On Thu, Feb 11, 2021 at 01:07:10PM +0100, David Hildenbrand wrote:
On 11.02.21 12:27, Mike Rapoport wrote:
On Thu, Feb 11, 2021 at 10:01:32AM +0100, David Hildenbrand wrote:
So let's talk about the main user-visible differences to other memfd files (especially, other purely virtual files like hugetlbfs). With secretmem:
- File content can only be read/written via memory mappings.
- File content cannot be swapped out.
I think there are still valid ways to modify file content using syscalls: e.g., fallocate(PUNCH_HOLE). Things like truncate also seems to work just fine.
These work perfectly with any file, so maybe we should have added memfd_create as a flag to open(2) back then and now the secretmem file descriptors?
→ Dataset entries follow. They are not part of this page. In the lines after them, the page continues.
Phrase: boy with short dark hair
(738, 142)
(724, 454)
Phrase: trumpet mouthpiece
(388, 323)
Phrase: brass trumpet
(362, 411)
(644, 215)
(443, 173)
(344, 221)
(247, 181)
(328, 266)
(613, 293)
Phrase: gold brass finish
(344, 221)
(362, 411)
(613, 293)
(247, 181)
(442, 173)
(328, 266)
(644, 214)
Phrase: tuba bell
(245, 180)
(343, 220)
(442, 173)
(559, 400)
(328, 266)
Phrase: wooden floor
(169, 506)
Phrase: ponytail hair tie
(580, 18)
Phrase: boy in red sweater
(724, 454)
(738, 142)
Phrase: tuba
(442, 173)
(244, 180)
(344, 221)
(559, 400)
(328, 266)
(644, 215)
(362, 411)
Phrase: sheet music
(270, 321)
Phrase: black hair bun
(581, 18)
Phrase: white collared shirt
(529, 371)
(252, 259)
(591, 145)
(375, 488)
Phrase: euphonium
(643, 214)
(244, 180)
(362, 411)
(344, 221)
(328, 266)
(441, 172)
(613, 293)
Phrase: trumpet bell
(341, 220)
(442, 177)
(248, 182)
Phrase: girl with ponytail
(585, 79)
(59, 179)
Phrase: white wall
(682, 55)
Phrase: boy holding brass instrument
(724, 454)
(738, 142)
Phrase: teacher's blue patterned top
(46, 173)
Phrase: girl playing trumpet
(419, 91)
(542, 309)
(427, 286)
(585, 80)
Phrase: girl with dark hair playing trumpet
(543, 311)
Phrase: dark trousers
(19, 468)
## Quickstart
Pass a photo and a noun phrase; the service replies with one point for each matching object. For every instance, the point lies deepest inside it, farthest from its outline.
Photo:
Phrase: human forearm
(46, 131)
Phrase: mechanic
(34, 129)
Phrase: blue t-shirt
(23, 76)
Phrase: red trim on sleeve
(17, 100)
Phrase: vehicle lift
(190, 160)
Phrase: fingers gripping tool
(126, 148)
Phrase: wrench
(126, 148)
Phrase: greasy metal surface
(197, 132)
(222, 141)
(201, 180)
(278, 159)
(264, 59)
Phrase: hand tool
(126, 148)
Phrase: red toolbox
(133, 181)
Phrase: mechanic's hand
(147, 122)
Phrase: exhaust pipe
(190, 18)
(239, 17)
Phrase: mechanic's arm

AFAIKS, we would need MFD_SECRET and disallow MFD_ALLOW_SEALING and MFD_HUGETLB.
So here we start to multiplex.
Yes. And as Michal said, maybe we can support combinations in the future.
Isn't there a general agreement that syscall multiplexing is not a good thing? memfd_create already has flags validation that does not look very nice. Adding there only MFD_SECRET will make it a bit less nice, but when we'll grow new functionality into secretmem that will become horrible.